New home sales posted a small gain in November, after downward revisions for prior months. However, the sales pace for newly-built single-family homes is ending the year strong, with solid demand pointing to additional construction gains in 2020.

Contracts for new, single-family home sales increased slightly in November by 1.3% to a 719,000 seasonally adjusted annual rate according to estimates from the joint release of HUD and the Census Bureau. However, that gain came off of downward revisions for prior months in the fall.

Year-to-date, the 2019 estimate of sales through November is 9.8% higher compared to the year-to-date total for 2018. This gain returns the new home sales pace to the general trend line it has been on since the end of the Great Recession.
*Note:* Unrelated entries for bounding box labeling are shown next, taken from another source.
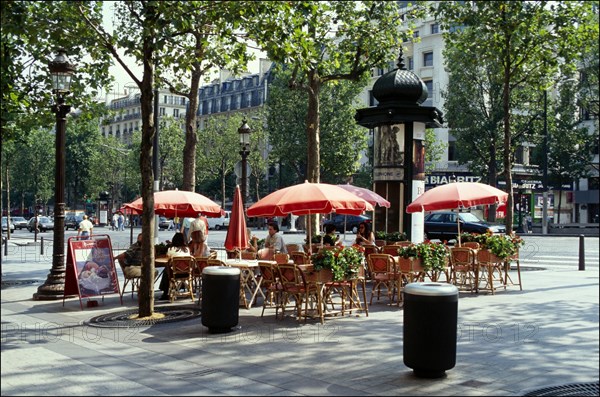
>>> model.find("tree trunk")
[183,67,201,192]
[487,143,498,222]
[306,70,321,236]
[138,5,158,317]
[502,36,513,235]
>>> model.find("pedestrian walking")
[118,212,125,232]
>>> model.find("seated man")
[116,233,142,278]
[258,222,287,260]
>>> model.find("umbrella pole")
[456,211,462,247]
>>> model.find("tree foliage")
[435,1,598,230]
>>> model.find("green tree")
[246,1,416,232]
[196,114,245,208]
[158,1,251,191]
[267,68,367,184]
[158,116,185,190]
[435,1,598,230]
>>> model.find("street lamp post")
[33,49,75,300]
[238,118,251,208]
[542,89,548,234]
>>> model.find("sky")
[103,2,266,101]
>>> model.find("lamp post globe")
[33,48,75,300]
[238,118,252,208]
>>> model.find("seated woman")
[354,222,375,245]
[158,232,192,300]
[323,223,343,247]
[258,222,287,260]
[189,226,210,256]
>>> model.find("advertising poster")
[65,235,119,308]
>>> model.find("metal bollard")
[579,234,585,270]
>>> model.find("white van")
[206,211,231,230]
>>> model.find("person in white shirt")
[158,232,192,300]
[77,215,94,240]
[258,222,287,260]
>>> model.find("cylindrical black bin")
[403,283,458,378]
[202,266,240,333]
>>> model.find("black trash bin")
[202,266,240,333]
[403,282,458,378]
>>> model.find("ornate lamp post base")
[33,269,65,301]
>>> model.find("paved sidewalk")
[1,240,599,396]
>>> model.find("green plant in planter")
[304,234,323,244]
[385,232,408,242]
[375,231,387,240]
[311,246,364,281]
[398,241,448,271]
[154,243,169,256]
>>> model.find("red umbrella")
[338,183,390,208]
[124,190,224,218]
[247,181,373,217]
[406,182,508,245]
[246,181,373,252]
[225,186,249,251]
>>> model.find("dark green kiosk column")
[404,282,458,378]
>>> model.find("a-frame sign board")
[63,234,123,310]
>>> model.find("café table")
[223,259,265,309]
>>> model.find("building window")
[423,51,433,66]
[448,138,458,161]
[424,80,433,98]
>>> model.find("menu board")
[63,235,123,309]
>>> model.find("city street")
[3,227,599,270]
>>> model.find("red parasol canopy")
[338,183,390,208]
[225,186,249,251]
[406,182,508,213]
[246,181,373,252]
[406,182,508,245]
[246,181,373,217]
[124,190,224,218]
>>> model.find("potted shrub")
[385,232,408,245]
[375,231,387,247]
[310,246,364,281]
[154,243,169,256]
[398,241,448,272]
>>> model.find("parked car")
[2,216,15,232]
[206,211,231,230]
[323,214,371,233]
[65,214,83,230]
[158,216,171,230]
[425,211,506,241]
[27,216,54,232]
[10,216,27,230]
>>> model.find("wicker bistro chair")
[167,256,196,303]
[477,249,506,295]
[117,258,142,299]
[367,254,399,304]
[381,244,400,256]
[450,247,479,292]
[277,264,323,324]
[258,261,283,319]
[290,251,310,265]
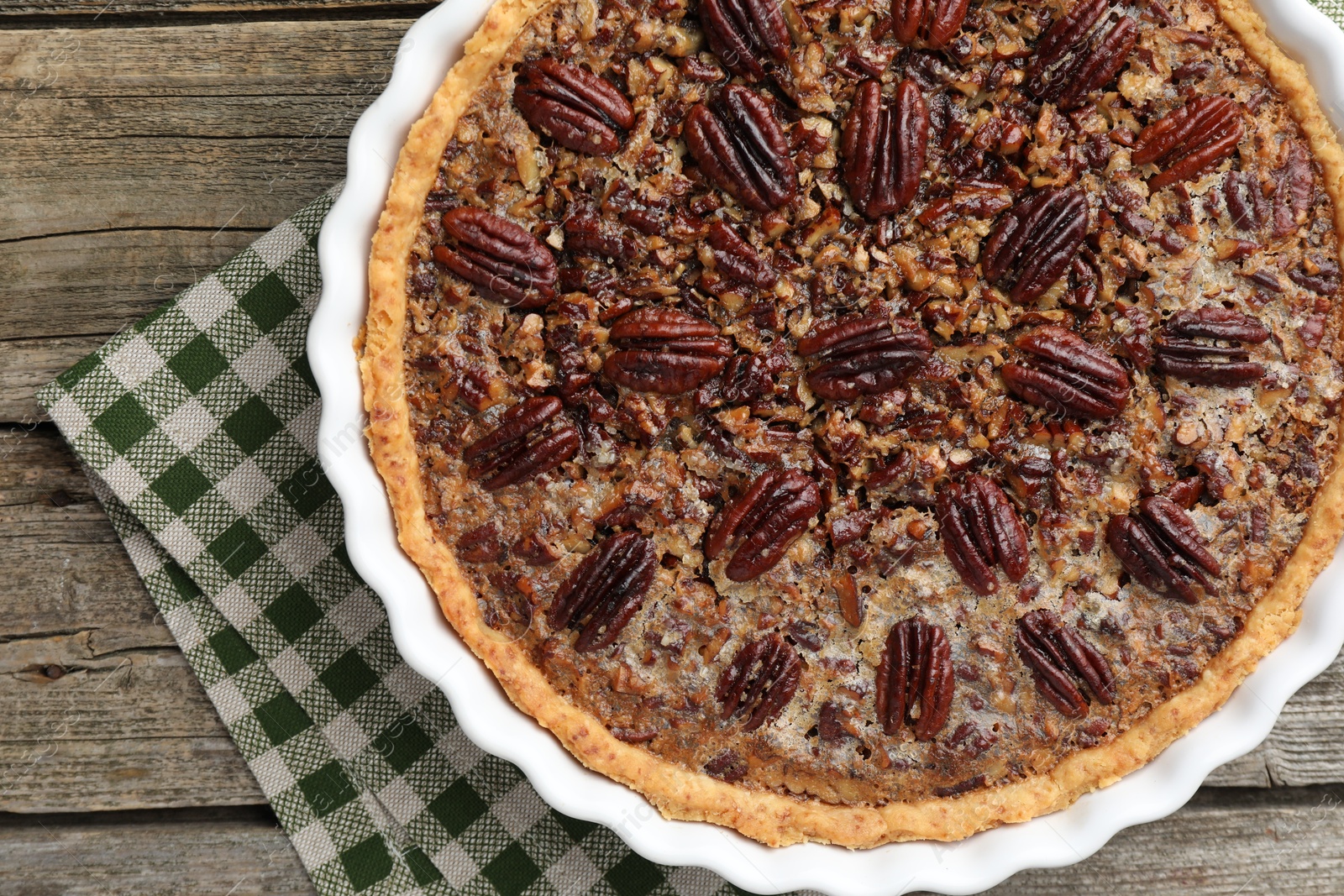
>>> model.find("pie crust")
[360,0,1344,847]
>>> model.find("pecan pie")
[361,0,1344,846]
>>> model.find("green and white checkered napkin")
[39,191,747,896]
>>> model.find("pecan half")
[462,395,580,491]
[513,56,634,156]
[704,469,822,582]
[701,0,791,81]
[684,85,798,212]
[714,631,802,731]
[1016,610,1116,719]
[1026,0,1138,110]
[1000,324,1129,419]
[1129,97,1245,190]
[842,78,929,220]
[798,314,932,401]
[874,618,956,740]
[602,307,732,395]
[934,473,1031,594]
[546,531,659,652]
[981,186,1087,302]
[433,207,556,307]
[1106,495,1223,603]
[1153,305,1270,387]
[707,220,780,289]
[891,0,970,50]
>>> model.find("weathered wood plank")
[0,423,265,811]
[990,789,1344,896]
[0,18,410,346]
[0,18,410,245]
[0,809,316,896]
[0,736,266,811]
[0,789,1344,896]
[0,336,106,426]
[0,0,434,16]
[0,228,256,343]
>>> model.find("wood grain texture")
[0,789,1344,896]
[0,809,316,896]
[0,423,265,811]
[0,20,410,346]
[0,0,434,17]
[0,336,106,426]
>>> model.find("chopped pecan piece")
[934,473,1031,594]
[1026,0,1138,110]
[462,395,580,491]
[981,186,1087,302]
[891,0,970,50]
[842,78,929,220]
[602,307,732,395]
[1153,305,1270,387]
[433,207,558,309]
[1106,495,1223,603]
[1001,324,1129,419]
[798,314,932,401]
[701,0,791,81]
[874,616,956,740]
[513,56,634,156]
[684,85,798,212]
[714,631,802,731]
[1223,170,1268,233]
[704,750,751,784]
[1016,610,1116,719]
[704,469,822,582]
[708,220,780,289]
[1273,139,1315,239]
[1131,97,1243,190]
[546,531,659,652]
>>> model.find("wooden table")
[0,0,1344,896]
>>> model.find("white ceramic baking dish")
[307,0,1344,896]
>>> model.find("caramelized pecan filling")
[405,0,1344,804]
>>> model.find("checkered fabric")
[40,191,747,896]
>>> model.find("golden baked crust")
[361,0,1344,847]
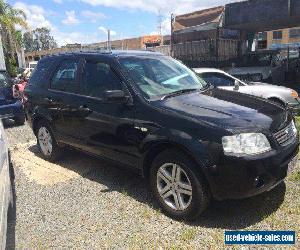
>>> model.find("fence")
[148,45,171,56]
[172,39,246,67]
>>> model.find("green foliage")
[0,0,27,69]
[5,56,18,77]
[23,27,57,52]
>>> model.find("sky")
[7,0,240,46]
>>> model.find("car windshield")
[237,54,274,67]
[119,56,208,99]
[0,72,10,88]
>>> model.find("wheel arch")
[142,141,205,178]
[267,96,286,106]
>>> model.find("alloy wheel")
[38,127,52,156]
[157,163,193,211]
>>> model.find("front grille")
[274,121,297,146]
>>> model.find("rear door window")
[29,58,55,87]
[51,59,78,93]
[80,61,122,98]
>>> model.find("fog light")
[253,176,264,188]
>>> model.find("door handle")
[78,105,92,113]
[44,97,54,103]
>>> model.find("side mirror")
[234,80,240,91]
[103,90,129,103]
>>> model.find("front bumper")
[204,136,299,200]
[287,99,300,115]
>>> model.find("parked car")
[0,71,25,125]
[25,51,299,219]
[194,68,300,112]
[0,121,13,249]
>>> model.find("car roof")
[194,68,226,74]
[41,50,163,60]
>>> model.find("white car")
[0,120,13,249]
[194,68,300,112]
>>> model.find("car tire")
[150,150,210,220]
[14,115,25,126]
[35,120,62,162]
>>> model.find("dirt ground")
[6,121,300,249]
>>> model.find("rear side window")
[200,73,234,87]
[29,58,54,85]
[51,59,78,92]
[80,61,122,98]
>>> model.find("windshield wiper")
[161,89,199,100]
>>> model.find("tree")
[0,0,28,75]
[23,27,57,52]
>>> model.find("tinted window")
[51,60,78,92]
[289,29,300,38]
[119,56,207,99]
[29,58,54,85]
[201,73,234,87]
[0,72,11,87]
[273,30,282,40]
[80,61,122,97]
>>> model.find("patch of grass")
[142,208,152,220]
[121,189,128,196]
[180,228,197,242]
[295,116,300,130]
[289,171,300,181]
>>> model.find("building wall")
[267,27,300,48]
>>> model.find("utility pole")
[170,13,175,56]
[107,29,111,52]
[0,33,6,70]
[157,9,164,45]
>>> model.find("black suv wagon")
[26,51,299,219]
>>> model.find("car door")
[68,56,136,165]
[43,56,80,146]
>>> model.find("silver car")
[194,68,300,112]
[0,120,13,250]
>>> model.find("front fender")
[140,129,220,173]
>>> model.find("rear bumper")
[205,137,299,200]
[287,99,300,115]
[0,100,24,119]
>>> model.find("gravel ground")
[2,120,300,249]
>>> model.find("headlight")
[222,133,271,155]
[291,90,298,99]
[251,74,262,82]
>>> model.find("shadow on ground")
[6,161,16,249]
[3,119,23,128]
[29,146,286,230]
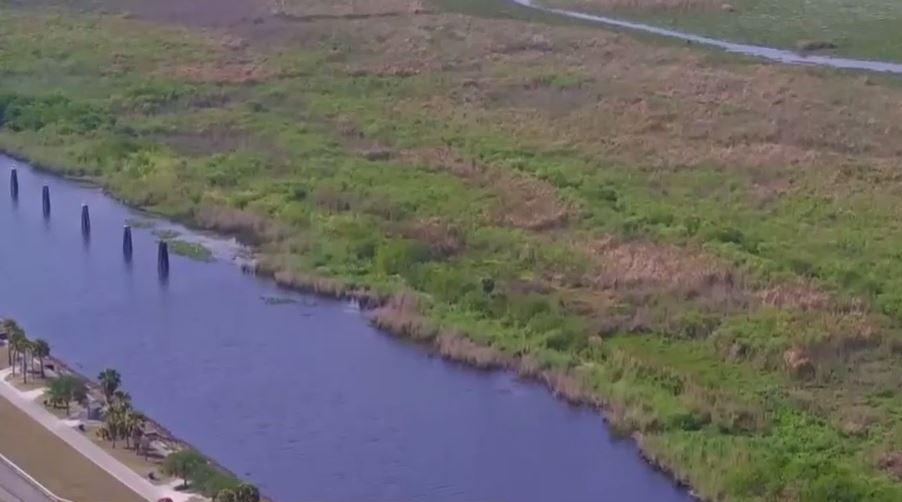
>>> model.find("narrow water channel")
[0,156,691,502]
[508,0,902,74]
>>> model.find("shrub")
[376,240,429,275]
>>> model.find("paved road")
[0,460,54,502]
[0,369,189,502]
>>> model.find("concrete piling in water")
[9,168,19,200]
[41,185,50,218]
[122,225,132,261]
[157,241,169,277]
[81,204,91,235]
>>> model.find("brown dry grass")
[0,399,143,502]
[542,0,726,12]
[589,237,748,307]
[267,0,426,19]
[161,63,274,84]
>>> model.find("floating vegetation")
[125,218,156,228]
[150,228,181,241]
[166,239,215,263]
[260,296,298,305]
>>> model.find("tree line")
[0,319,260,502]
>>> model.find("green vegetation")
[97,368,249,500]
[0,319,50,384]
[163,449,247,496]
[47,375,88,415]
[163,450,207,488]
[541,0,902,61]
[0,0,902,501]
[169,239,213,262]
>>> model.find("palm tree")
[235,483,260,502]
[103,408,123,448]
[13,335,33,383]
[97,368,122,404]
[8,331,27,375]
[32,338,50,379]
[213,488,238,502]
[0,319,25,366]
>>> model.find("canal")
[0,156,690,502]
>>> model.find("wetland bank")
[0,0,902,500]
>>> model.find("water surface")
[509,0,902,74]
[0,157,690,502]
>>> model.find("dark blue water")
[509,0,902,74]
[0,157,690,502]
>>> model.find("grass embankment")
[537,0,902,61]
[0,398,144,502]
[0,0,902,501]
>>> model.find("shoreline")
[44,356,245,500]
[0,152,705,500]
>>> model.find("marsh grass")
[0,0,902,500]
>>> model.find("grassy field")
[0,399,143,502]
[0,0,902,501]
[540,0,902,61]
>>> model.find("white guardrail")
[0,453,74,502]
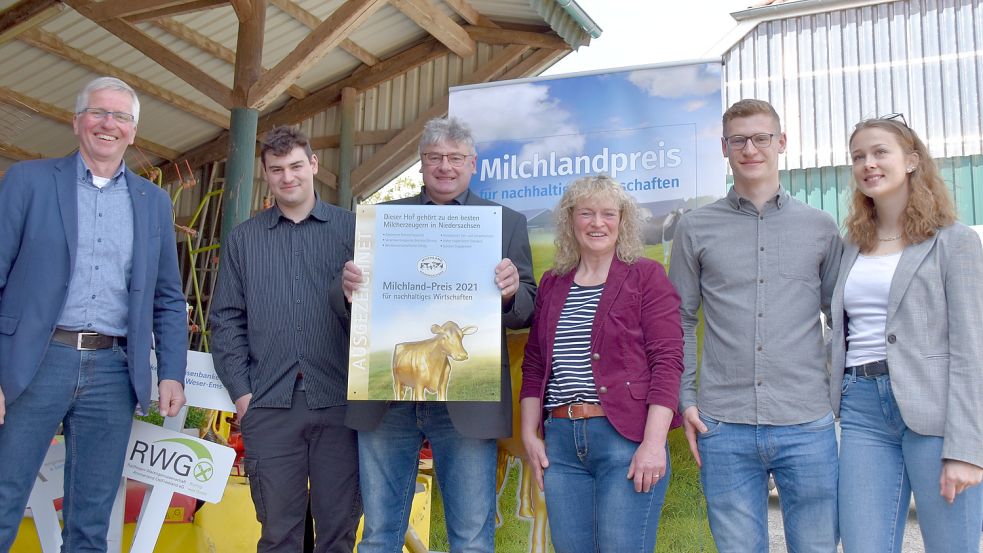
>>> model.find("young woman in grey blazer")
[832,115,983,553]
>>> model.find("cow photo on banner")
[449,61,726,553]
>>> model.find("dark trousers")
[241,390,362,553]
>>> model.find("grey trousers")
[241,390,362,553]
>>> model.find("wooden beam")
[0,142,44,161]
[0,0,65,44]
[232,0,266,108]
[270,0,379,65]
[0,87,181,160]
[249,0,386,110]
[18,29,229,129]
[352,45,528,198]
[314,164,338,190]
[122,0,229,23]
[229,0,254,23]
[444,0,488,27]
[259,38,449,129]
[152,17,310,100]
[338,38,380,66]
[390,0,476,58]
[310,129,402,150]
[464,25,570,50]
[64,0,232,109]
[164,38,449,175]
[82,0,229,23]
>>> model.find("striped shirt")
[545,283,604,409]
[209,200,355,409]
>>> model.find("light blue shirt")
[58,155,133,336]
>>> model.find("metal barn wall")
[724,0,983,224]
[724,0,983,169]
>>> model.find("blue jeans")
[358,402,496,553]
[840,374,983,553]
[0,342,136,553]
[697,413,837,553]
[543,417,670,553]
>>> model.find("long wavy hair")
[845,119,957,252]
[553,175,645,275]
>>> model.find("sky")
[390,0,760,188]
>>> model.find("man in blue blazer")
[0,77,188,553]
[332,117,536,553]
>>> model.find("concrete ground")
[768,490,983,553]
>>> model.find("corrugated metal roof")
[724,0,983,169]
[0,0,590,192]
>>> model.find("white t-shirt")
[843,252,901,367]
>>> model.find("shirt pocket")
[778,231,819,280]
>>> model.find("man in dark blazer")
[335,118,536,553]
[0,77,188,552]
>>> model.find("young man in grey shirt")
[669,100,842,553]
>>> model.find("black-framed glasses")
[76,108,136,123]
[420,152,471,167]
[724,132,775,151]
[878,112,910,128]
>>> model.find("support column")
[338,86,358,209]
[222,108,259,243]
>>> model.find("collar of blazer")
[547,256,631,348]
[840,232,939,319]
[54,154,155,290]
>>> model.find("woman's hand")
[628,440,666,493]
[522,432,550,491]
[939,459,983,503]
[519,397,550,491]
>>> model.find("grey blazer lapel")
[125,169,150,292]
[887,233,939,320]
[54,155,78,271]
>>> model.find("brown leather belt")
[51,328,126,351]
[844,359,890,378]
[550,403,605,420]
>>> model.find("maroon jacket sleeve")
[519,271,554,400]
[641,262,683,412]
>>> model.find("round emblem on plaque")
[416,255,447,276]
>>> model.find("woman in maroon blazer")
[520,176,683,553]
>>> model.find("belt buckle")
[75,332,99,351]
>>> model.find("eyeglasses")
[878,113,908,127]
[724,132,775,150]
[76,108,136,123]
[420,152,471,167]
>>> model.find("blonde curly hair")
[552,175,645,275]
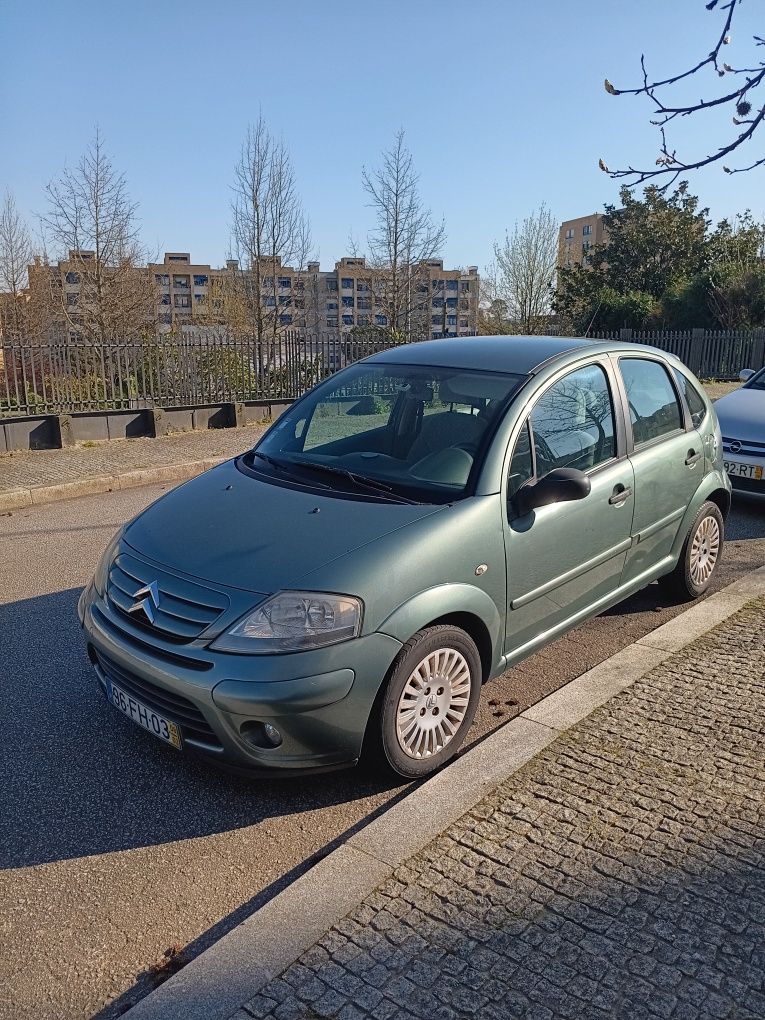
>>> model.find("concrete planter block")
[146,407,167,440]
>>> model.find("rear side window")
[619,358,683,447]
[674,368,707,428]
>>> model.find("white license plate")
[723,460,762,480]
[107,680,184,751]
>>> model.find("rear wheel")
[662,503,725,601]
[370,624,481,779]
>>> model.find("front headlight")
[93,527,124,599]
[212,592,363,655]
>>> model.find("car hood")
[714,389,765,443]
[124,461,443,595]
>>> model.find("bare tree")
[230,115,311,340]
[361,130,446,339]
[489,204,558,334]
[0,192,33,341]
[43,130,156,343]
[599,0,765,190]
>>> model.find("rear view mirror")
[513,467,592,517]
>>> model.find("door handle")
[608,482,632,507]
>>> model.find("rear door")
[615,355,704,583]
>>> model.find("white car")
[715,368,765,496]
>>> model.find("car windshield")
[744,368,765,390]
[251,363,523,503]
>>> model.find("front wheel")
[662,503,725,601]
[370,624,481,779]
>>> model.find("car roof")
[364,336,675,375]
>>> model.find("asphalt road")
[0,487,765,1020]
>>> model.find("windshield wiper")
[250,450,287,471]
[290,460,418,506]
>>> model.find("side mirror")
[513,467,592,517]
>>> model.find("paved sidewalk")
[234,599,765,1020]
[0,425,265,493]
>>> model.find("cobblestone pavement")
[235,600,765,1020]
[0,424,265,492]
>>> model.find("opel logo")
[128,580,159,623]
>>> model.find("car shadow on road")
[0,589,404,868]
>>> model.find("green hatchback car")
[79,337,730,778]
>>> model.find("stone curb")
[0,457,230,512]
[128,567,765,1020]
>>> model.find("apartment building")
[558,212,606,269]
[30,251,479,339]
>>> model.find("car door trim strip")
[510,538,632,609]
[635,507,685,542]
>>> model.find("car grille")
[96,651,221,748]
[722,436,765,457]
[107,553,228,644]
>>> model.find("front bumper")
[78,584,401,774]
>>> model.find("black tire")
[364,624,482,779]
[661,502,725,602]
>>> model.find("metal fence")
[0,329,765,417]
[0,332,410,417]
[593,329,765,379]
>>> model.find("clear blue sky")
[0,0,765,267]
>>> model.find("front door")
[505,361,633,661]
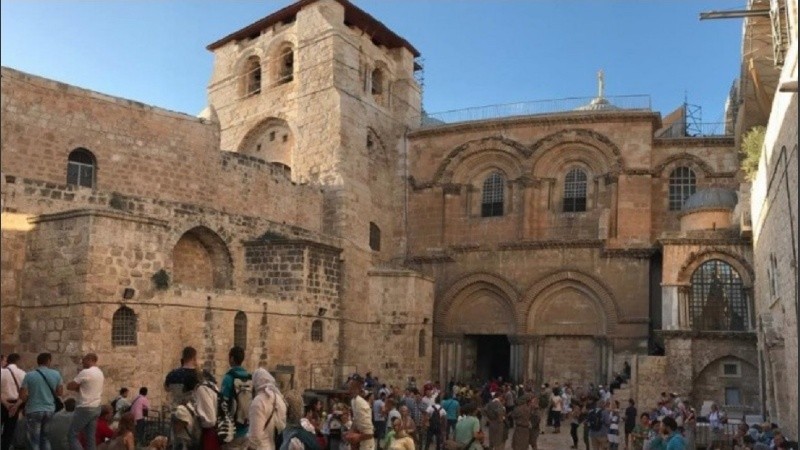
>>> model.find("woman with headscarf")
[248,368,286,450]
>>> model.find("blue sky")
[0,0,745,122]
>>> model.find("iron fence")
[419,95,651,128]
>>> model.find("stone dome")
[682,187,738,213]
[575,97,619,111]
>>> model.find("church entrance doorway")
[464,334,511,382]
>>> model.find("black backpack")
[586,408,603,431]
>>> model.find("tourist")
[422,396,447,450]
[0,353,25,450]
[130,387,150,442]
[47,398,75,450]
[344,374,375,450]
[198,370,223,450]
[111,387,131,421]
[628,413,650,450]
[607,400,620,450]
[454,403,484,450]
[484,395,506,450]
[586,400,611,450]
[67,353,104,450]
[442,394,461,439]
[528,393,542,450]
[97,412,137,450]
[220,346,253,450]
[247,368,287,450]
[19,353,64,450]
[164,347,200,409]
[372,393,386,449]
[661,417,686,450]
[510,394,534,450]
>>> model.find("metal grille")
[67,148,94,188]
[481,172,505,217]
[111,306,136,346]
[669,167,697,211]
[689,259,750,331]
[311,319,323,342]
[233,311,247,349]
[564,169,586,212]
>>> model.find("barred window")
[481,172,505,217]
[245,56,261,95]
[689,259,750,331]
[111,306,136,347]
[669,166,697,211]
[311,319,323,342]
[233,311,247,349]
[369,222,381,252]
[67,148,96,188]
[564,168,586,212]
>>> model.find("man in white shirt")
[67,353,105,450]
[0,353,25,450]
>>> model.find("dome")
[683,187,738,212]
[575,97,619,111]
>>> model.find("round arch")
[521,270,619,335]
[433,136,530,184]
[434,273,520,334]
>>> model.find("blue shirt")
[21,366,62,414]
[667,432,686,450]
[442,398,460,420]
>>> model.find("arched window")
[371,69,383,96]
[111,306,136,347]
[67,148,97,188]
[233,311,247,349]
[369,222,381,252]
[311,319,323,342]
[564,168,586,212]
[689,259,750,331]
[669,166,697,211]
[481,172,505,217]
[245,55,261,95]
[278,47,294,84]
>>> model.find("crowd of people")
[0,354,796,450]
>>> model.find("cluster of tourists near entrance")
[1,347,797,450]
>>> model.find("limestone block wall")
[751,45,799,437]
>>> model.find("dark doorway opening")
[468,334,511,380]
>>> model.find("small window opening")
[311,319,323,342]
[369,222,381,252]
[278,48,294,84]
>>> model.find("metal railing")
[419,95,651,128]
This general rising trend for new home sales, after the housing affordability crunch of 2018, suggests additional construction gains in 2020. Sales are being supported by ongoing low interest rates and historically low unemployment.

The current months’ supply of new single-family homes stands at a healthy level of 5.4 after peaking at an elevated 7.4 in December 2018. After rising over much of the post-Great Recession cycle, new home inventory measurably declined from January of 2019 until stabilizing in September. The count of completed, ready-to-occupy new homes is just 76,000 homes nationwide.

Median new home sales price (price of a home in the middle of the distribution) has been rising as inventories of resale and new homes remain tight. Median new home sales price increased to $330,800 in November.

Regionally, for the first eleven months of 2019 (and relative to the first eleven months of 2018), new home sales were up 14.5% in the South, 12% in the West, and down 7.6% in the Midwest and 10.4% in the Northeast.